Before installing CuPy, we recommend you to upgrade setuptools
and pip
:
$ pip install -U setuptools pip
Note
On Windows, CuPy only supports Python 3.6.0 or later.
Note
Python 2 is not supported in CuPy v7.x releases. Please consider migrating Python 3 or use CuPy v6.x, which is the last version that supports Python 2.
Optional Libraries¶
Some features in CuPy will only be enabled if the corresponding libraries are installed.
- cuDNN (library to accelerate deep neural network computations)
- Supported Versions: v5, v5.1, v6, v7, v7.1, v7.2, v7.3, v7.4, v7.5, v7.6 and v8.0.
- NCCL (library to perform collective multi-GPU / multi-node computations)
- Supported Versions: v1.3.4, v2, v2.1, v2.2, v2.3, v2.4, v2.5, v2.6 and v2.7.
- cuTENSOR (library for high-performance tensor operations)
- Supported Versions: v1.0.0 (experimental)
Install CuPy¶
Wheels (precompiled binary packages) are available for Linux (Python 3.5 or later) and Windows (Python 3.6 or later). Package names are different depending on the CUDA version you have installed on your host.
(For CUDA 8.0)
$ pip install cupy-cuda80
(For CUDA 9.0)
$ pip install cupy-cuda90
(For CUDA 9.1)
$ pip install cupy-cuda91
(For CUDA 9.2)
$ pip install cupy-cuda92
(For CUDA 10.0)
$ pip install cupy-cuda100
(For CUDA 10.1)
$ pip install cupy-cuda101
(For CUDA 10.2)
$ pip install cupy-cuda102
(For CUDA 11.0)
$ pip install cupy-cuda110
Note
The latest version of cuDNN and NCCL libraries are included in these wheels except for CUDA 11.0. For CUDA 11.0, you need to manually download and install cuDNN 8.0.x. For other CUDA versions, you don’t have to install them manually.
When using wheels, please be careful not to install multiple CuPy packages at the same time.
Any of these packages and cupy
package (source installation) conflict with each other.
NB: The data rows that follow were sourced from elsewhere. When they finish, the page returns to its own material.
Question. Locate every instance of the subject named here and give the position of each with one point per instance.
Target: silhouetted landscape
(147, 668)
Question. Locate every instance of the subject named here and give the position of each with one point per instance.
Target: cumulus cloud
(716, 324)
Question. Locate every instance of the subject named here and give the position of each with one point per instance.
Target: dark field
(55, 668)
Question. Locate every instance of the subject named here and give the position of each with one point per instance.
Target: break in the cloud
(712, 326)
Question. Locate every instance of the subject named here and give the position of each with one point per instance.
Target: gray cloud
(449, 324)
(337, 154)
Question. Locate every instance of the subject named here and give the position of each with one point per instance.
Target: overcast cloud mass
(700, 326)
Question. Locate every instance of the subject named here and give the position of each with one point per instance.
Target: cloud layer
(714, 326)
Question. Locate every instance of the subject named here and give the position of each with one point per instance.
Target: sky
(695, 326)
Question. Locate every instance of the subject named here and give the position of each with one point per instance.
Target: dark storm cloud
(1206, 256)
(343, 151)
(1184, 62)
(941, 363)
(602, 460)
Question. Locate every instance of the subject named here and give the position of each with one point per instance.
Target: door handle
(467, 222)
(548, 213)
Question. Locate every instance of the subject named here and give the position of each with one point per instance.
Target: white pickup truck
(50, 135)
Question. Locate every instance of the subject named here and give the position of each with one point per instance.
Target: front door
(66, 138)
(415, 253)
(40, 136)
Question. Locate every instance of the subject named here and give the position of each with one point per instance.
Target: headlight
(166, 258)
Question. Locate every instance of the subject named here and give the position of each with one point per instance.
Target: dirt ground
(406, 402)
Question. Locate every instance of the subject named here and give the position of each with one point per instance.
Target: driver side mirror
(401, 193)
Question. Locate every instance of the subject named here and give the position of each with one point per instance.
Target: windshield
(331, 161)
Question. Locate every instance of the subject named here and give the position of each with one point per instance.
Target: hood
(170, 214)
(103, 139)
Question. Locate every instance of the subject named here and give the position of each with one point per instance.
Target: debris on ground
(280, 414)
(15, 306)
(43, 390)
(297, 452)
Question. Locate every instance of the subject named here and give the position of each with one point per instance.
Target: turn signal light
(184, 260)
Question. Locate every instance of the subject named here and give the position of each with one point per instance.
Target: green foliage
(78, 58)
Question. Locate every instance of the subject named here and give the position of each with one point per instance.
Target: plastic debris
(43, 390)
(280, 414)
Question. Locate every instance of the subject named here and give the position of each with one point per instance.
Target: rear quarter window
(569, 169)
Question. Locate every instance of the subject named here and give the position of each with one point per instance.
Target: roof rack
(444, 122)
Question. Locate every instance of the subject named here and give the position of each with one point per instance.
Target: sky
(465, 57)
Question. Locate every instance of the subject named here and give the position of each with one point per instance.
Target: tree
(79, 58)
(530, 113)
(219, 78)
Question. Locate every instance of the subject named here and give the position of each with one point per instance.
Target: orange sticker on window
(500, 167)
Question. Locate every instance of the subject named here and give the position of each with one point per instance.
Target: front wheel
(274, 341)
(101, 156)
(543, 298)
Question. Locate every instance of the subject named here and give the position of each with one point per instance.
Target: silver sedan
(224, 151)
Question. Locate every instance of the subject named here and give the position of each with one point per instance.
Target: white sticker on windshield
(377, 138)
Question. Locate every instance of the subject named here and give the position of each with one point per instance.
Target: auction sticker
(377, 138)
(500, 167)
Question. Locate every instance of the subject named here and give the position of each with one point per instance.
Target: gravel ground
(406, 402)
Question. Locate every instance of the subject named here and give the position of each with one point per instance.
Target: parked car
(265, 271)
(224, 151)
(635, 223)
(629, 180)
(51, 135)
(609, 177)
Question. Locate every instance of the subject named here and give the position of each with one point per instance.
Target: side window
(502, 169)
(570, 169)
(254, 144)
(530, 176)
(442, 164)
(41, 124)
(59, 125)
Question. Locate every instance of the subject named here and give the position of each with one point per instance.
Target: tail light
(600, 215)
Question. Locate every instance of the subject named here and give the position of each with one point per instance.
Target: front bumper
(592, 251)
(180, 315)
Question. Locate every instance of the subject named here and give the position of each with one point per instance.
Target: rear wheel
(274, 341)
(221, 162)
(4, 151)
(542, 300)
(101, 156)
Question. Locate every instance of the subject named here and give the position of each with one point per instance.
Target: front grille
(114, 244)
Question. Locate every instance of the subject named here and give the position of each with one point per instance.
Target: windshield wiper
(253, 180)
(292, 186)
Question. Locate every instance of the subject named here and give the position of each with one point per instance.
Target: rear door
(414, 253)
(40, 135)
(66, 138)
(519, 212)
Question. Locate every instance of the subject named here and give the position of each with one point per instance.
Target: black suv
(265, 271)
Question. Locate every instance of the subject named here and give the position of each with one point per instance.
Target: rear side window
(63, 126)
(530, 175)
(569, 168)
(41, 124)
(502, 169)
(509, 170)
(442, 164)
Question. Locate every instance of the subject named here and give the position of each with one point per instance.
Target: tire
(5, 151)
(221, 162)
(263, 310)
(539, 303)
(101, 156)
Please make sure that only one CuPy package (cupy
or cupy-cudaXX
where XX is a CUDA version) is installed:
$ pip freeze | grep cupy
Install CuPy from conda-forge¶
Conda/Anaconda is a cross-platform package management solution widely used in scientific computing and other fields.
The above pip install
instruction is compatible with conda
environments. Alternatively, for Linux 64 systems
once the CUDA driver is correctly set up, you can install CuPy from the conda-forge
channel:
$ conda install -c conda-forge cupy
and conda
will install pre-built CuPy and most of the optional dependencies for you, including CUDA runtime libraries
(cudatoolkit
), NCCL, and cuDNN. It is not necessary to install CUDA Toolkit in advance. If you need to enforce
the installation of a particular CUDA version (say 10.0) for driver compatibility, you can do:
$ conda install -c conda-forge cupy cudatoolkit=10.0
Note
Currently cuTENSOR is not yet available on conda-forge
.
Note
If you encounter any problem with CuPy from conda-forge
, please feel free to report to cupy-feedstock, and we will help investigate if it is just a packaging
issue in conda-forge
’s recipe or a real issue in CuPy.
Note
If you did not install CUDA Toolkit yourselves, the nvcc
compiler might not be available.
The cudatoolkit
package from Anaconda does not have nvcc
included.
Install CuPy from Source¶
It is recommended to use wheels whenever possible. However, if wheels cannot meet your requirements (e.g., you are running non-Linux environment or want to use a version of CUDA / cuDNN / NCCL not supported by wheels), you can also build CuPy from source.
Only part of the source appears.